A acusação é grave. O suspeito teria se infiltrado em uma Promotoria Criminal de Campinas para buscar informações sobre criminosos ligados à facção.
Além disso, ele teria usado esses dados para cobrar dinheiro em troca de suposta proteção contra investigações e prisões. Um traficante do PCC relatou ter sofrido extorsão de R$ 500 mil.
Estagiário do MP teria usado acesso interno para mirar o PCC
Segundo a investigação, o então estagiário acessava bancos de dados sigilosos do Ministério Público. Ele também consultava inquéritos e apurações em andamento.
Com essas informações, o suspeito identificava criminosos com alto poder econômico.
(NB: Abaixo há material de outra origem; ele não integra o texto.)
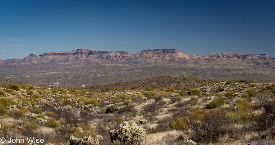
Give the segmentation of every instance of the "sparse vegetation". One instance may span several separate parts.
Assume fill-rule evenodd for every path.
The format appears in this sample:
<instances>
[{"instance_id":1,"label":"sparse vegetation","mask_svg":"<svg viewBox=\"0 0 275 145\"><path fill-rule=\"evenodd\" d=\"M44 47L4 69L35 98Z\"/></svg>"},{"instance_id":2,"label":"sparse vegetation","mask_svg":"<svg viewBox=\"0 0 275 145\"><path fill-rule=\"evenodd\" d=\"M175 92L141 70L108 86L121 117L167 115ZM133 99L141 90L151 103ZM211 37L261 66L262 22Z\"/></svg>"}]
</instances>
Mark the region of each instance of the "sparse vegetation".
<instances>
[{"instance_id":1,"label":"sparse vegetation","mask_svg":"<svg viewBox=\"0 0 275 145\"><path fill-rule=\"evenodd\" d=\"M9 129L2 135L35 134L45 139L46 144L78 143L78 135L85 144L110 145L112 140L117 144L157 144L158 139L144 137L171 132L181 137L172 133L162 136L164 144L267 142L262 136L274 138L275 135L274 83L253 82L252 87L250 82L217 81L179 89L102 89L100 93L3 86L0 124ZM28 95L30 91L33 93ZM127 133L131 131L139 131L130 137ZM244 139L252 134L254 139Z\"/></svg>"}]
</instances>

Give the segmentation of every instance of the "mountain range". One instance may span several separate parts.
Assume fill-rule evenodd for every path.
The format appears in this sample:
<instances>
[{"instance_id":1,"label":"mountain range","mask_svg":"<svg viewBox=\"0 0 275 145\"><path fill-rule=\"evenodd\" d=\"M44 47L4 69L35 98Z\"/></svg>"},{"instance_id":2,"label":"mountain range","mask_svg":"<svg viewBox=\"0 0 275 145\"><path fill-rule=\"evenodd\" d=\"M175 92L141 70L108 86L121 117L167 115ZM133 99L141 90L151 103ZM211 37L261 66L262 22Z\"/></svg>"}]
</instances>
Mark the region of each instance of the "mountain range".
<instances>
[{"instance_id":1,"label":"mountain range","mask_svg":"<svg viewBox=\"0 0 275 145\"><path fill-rule=\"evenodd\" d=\"M69 51L31 54L23 59L0 59L0 65L25 64L201 64L210 62L254 64L275 69L275 57L265 54L243 54L234 52L214 53L205 56L183 54L174 49L144 50L132 54L124 51L99 51L78 49Z\"/></svg>"},{"instance_id":2,"label":"mountain range","mask_svg":"<svg viewBox=\"0 0 275 145\"><path fill-rule=\"evenodd\" d=\"M202 56L183 54L174 49L144 50L134 54L87 49L39 56L31 54L24 58L0 59L0 80L74 87L162 76L216 80L275 80L275 58L265 54L232 52Z\"/></svg>"}]
</instances>

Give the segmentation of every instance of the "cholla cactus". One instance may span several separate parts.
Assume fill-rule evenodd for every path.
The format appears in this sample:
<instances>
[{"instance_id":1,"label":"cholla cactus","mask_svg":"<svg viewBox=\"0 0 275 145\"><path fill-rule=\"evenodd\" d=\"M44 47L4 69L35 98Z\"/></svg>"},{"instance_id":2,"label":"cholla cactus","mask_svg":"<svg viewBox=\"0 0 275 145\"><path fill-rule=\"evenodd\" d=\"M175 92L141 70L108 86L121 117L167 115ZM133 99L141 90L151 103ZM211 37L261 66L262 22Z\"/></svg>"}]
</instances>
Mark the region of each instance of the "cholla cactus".
<instances>
[{"instance_id":1,"label":"cholla cactus","mask_svg":"<svg viewBox=\"0 0 275 145\"><path fill-rule=\"evenodd\" d=\"M140 123L141 124L145 124L147 123L147 120L144 119L142 119L142 120L140 119L138 121L140 122Z\"/></svg>"},{"instance_id":2,"label":"cholla cactus","mask_svg":"<svg viewBox=\"0 0 275 145\"><path fill-rule=\"evenodd\" d=\"M69 105L66 106L59 106L58 107L58 109L63 111L65 110L73 110L73 109L72 107Z\"/></svg>"},{"instance_id":3,"label":"cholla cactus","mask_svg":"<svg viewBox=\"0 0 275 145\"><path fill-rule=\"evenodd\" d=\"M111 140L114 142L117 140L124 144L138 144L145 138L145 130L134 123L126 121L120 124L118 130L112 130L110 132Z\"/></svg>"}]
</instances>

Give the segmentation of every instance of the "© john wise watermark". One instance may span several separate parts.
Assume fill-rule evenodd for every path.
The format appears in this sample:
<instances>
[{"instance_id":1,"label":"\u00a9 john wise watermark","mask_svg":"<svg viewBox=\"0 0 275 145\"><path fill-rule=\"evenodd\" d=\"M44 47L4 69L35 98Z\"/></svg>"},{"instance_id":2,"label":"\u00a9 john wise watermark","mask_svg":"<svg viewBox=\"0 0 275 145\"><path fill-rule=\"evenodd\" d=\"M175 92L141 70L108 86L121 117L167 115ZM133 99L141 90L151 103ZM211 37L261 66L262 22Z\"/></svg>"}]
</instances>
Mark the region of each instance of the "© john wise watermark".
<instances>
[{"instance_id":1,"label":"\u00a9 john wise watermark","mask_svg":"<svg viewBox=\"0 0 275 145\"><path fill-rule=\"evenodd\" d=\"M39 143L44 142L43 139L36 138L35 137L27 137L27 140L28 143ZM4 143L6 142L6 139L5 137L0 138L0 143ZM24 139L19 138L17 137L16 137L16 138L13 139L10 138L10 139L7 141L7 142L8 143L25 143L25 142Z\"/></svg>"}]
</instances>

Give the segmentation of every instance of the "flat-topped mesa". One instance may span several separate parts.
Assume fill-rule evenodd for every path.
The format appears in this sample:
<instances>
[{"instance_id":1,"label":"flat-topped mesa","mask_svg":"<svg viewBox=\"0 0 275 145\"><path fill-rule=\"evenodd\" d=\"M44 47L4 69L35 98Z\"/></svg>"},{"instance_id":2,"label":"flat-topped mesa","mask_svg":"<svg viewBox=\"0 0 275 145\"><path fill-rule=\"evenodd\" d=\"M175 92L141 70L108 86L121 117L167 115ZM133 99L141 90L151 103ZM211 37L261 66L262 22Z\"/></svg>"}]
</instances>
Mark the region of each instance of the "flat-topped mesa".
<instances>
[{"instance_id":1,"label":"flat-topped mesa","mask_svg":"<svg viewBox=\"0 0 275 145\"><path fill-rule=\"evenodd\" d=\"M137 54L134 54L135 58L147 58L153 57L167 57L170 58L183 55L183 54L174 48L143 50Z\"/></svg>"},{"instance_id":2,"label":"flat-topped mesa","mask_svg":"<svg viewBox=\"0 0 275 145\"><path fill-rule=\"evenodd\" d=\"M88 49L80 49L69 51L60 51L59 52L51 52L49 53L44 53L40 54L39 56L66 56L84 54L88 55L91 52L95 52L94 50Z\"/></svg>"}]
</instances>

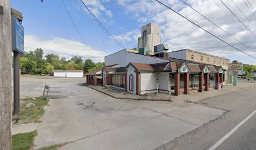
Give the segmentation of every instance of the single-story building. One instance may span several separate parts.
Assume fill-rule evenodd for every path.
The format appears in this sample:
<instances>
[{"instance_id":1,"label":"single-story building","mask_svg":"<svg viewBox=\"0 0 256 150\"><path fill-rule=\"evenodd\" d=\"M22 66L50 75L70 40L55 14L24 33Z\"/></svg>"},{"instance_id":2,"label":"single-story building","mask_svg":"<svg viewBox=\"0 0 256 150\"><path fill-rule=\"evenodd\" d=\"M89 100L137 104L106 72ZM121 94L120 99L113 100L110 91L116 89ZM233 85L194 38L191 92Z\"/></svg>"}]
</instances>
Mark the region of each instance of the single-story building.
<instances>
[{"instance_id":1,"label":"single-story building","mask_svg":"<svg viewBox=\"0 0 256 150\"><path fill-rule=\"evenodd\" d=\"M134 94L158 91L178 96L222 88L223 74L225 71L221 66L166 62L155 64L129 62L125 68L115 64L105 66L97 71L95 74L92 72L85 74L87 79L94 81L92 82L88 79L87 83L97 85L95 79L97 79L97 74L100 75L101 72L103 84Z\"/></svg>"},{"instance_id":2,"label":"single-story building","mask_svg":"<svg viewBox=\"0 0 256 150\"><path fill-rule=\"evenodd\" d=\"M83 70L55 70L55 77L77 77L82 78L83 76Z\"/></svg>"}]
</instances>

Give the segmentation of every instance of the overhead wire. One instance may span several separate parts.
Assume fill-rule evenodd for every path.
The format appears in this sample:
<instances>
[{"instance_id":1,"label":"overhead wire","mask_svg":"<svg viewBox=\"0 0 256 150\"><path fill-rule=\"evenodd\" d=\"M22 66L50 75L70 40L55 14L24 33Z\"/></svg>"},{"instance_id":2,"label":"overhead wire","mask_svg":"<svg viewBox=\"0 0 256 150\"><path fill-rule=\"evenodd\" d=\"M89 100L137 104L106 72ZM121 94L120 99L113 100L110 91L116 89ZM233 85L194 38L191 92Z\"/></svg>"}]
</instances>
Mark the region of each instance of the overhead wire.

Portanto, ele escolhia alvos que poderiam pagar grandes quantias.
O esquema mostra uma falha grave dentro do sistema. Afinal, quem deveria ajudar o combate ao crime teria usado a estrutura pública para negociar com criminosos.
Extorsão contra traficante do PCC chegou a R$ 500 mil
Um dos casos envolve um traficante do PCC localizado em Balneário Camboriú. A prisão ocorreu durante uma operação realizada em agosto do ano passado.
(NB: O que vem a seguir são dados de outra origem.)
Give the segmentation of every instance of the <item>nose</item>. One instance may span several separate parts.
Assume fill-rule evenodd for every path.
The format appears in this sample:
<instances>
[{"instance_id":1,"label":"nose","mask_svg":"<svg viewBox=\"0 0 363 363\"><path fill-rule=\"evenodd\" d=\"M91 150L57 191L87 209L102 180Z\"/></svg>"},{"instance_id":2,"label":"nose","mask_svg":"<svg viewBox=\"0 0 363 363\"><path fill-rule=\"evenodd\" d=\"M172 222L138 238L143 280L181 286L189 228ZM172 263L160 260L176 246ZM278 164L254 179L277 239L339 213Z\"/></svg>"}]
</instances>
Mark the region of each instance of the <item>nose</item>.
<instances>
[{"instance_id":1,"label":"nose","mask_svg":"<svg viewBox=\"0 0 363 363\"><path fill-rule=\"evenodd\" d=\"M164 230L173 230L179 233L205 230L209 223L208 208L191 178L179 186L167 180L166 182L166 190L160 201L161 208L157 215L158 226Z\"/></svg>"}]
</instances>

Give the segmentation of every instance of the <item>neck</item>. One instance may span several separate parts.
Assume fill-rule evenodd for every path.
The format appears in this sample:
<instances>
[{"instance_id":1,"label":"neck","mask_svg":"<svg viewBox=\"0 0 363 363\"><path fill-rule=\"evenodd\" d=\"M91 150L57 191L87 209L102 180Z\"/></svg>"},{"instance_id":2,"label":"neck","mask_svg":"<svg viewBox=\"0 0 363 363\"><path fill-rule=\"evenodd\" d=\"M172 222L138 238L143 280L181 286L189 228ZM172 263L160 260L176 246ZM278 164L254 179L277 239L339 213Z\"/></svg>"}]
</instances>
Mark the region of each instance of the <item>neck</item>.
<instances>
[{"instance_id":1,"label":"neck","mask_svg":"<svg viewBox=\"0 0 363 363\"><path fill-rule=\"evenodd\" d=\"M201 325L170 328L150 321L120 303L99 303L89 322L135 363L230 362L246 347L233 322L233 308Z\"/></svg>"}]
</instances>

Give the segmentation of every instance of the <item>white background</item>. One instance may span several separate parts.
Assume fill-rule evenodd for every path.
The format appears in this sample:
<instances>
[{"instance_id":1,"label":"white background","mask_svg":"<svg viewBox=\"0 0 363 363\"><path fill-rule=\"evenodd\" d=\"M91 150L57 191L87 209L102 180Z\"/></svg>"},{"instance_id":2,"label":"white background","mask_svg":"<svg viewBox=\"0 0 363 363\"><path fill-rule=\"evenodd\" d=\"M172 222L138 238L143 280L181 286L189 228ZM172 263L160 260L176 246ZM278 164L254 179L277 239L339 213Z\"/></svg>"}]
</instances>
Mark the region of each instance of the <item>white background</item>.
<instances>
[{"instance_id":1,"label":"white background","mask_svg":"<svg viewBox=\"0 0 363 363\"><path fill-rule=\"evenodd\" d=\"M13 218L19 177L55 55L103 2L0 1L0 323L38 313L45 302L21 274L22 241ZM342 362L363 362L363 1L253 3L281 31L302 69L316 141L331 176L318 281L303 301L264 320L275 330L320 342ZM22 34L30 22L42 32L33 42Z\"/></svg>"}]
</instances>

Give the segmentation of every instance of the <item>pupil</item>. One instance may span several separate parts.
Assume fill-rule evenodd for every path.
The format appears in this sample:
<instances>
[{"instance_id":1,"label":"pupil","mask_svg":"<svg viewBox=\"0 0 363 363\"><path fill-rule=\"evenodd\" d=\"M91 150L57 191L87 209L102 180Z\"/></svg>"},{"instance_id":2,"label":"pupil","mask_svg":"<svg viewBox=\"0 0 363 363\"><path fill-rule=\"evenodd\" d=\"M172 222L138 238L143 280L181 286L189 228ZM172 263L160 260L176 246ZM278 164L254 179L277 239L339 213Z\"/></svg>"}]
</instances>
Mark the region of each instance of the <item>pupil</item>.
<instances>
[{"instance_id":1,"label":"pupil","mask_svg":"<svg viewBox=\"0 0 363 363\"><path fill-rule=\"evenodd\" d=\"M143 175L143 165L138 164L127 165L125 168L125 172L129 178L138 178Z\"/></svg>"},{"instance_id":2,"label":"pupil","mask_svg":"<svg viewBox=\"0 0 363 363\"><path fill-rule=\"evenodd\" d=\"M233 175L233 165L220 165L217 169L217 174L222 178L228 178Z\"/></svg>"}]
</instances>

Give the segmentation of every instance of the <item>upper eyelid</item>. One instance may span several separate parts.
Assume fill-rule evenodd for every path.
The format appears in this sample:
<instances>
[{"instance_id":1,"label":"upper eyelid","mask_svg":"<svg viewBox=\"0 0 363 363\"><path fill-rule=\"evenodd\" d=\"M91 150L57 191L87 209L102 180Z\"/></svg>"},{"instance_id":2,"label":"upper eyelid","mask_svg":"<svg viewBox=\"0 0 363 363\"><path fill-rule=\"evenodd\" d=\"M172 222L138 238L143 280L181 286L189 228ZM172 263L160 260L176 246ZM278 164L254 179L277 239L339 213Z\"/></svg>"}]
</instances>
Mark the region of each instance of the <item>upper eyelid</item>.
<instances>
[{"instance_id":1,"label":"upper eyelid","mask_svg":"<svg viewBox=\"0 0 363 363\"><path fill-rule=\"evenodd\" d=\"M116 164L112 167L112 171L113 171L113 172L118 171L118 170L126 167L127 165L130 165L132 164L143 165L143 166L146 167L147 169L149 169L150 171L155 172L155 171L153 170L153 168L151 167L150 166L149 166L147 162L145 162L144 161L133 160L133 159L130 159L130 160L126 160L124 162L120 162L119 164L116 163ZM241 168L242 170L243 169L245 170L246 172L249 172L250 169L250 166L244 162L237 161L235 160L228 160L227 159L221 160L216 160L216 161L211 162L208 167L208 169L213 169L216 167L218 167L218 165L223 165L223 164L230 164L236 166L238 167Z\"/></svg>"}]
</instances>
Ao ser preso, o traficante entregou um celular aos agentes. No aparelho, os investigadores encontraram mensagens ligadas à cobrança do dinheiro.
Além disso, a análise do celular levou os investigadores até o ex-estagiário. Hoje, ele atua como advogado, segundo a apuração divulgada.
Gaeco aponta participação de outros agentes no esquema
A investigação não parou no ex-estagiário do MP. O Gaeco também aponta a participação de outros agentes no esquema.
Entre os suspeitos aparecem um policial penal e um ex-investigador da Polícia Civil de São Paulo. Esse ex-policial já tinha sido expulso da corporação.
O motivo da expulsão anterior também chama atenção. Ele teria envolvimento em crime de extorsão mediante sequestro.
Operação prende ex-estagiário, ex-policial e investigador
Na manhã desta terça-feira, 9 de junho, o Ministério Público de São Paulo deflagrou uma operação contra o grupo. A ação resultou na prisão do ex-estagiário, do ex-chefe dos investigadores da Dise de Campinas e do ex-policial civil.
No entanto, o caso fica ainda mais grave. Segundo o Ministério Público, as apurações também apontam envolvimento do então chefe dos investigadores em um plano para matar o promotor Amauri Silveira Filho, do Gaeco.
Consequentemente, o escândalo deixa uma pergunta inevitável. Quantos criminosos foram protegidos enquanto agentes com acesso ao Estado negociavam vantagens nos bastidores?
Caso expõe infiltração e corrupção no combate ao crime
O episódio mostra que o combate ao crime organizado exige controle interno duro. Não basta prender traficante na ponta se a máquina pública tem gente vendendo informação.
Por outro lado, o caso também reforça a importância de operações contra agentes infiltrados. Quando o Estado baixa a guarda, o crime organizado avança.
Em conclusão, a investigação sobre o estagiário do MP e o PCC revela uma mistura explosiva. Dados sigilosos, dinheiro, facção criminosa e agentes públicos formaram um retrato preocupante da segurança em São Paulo.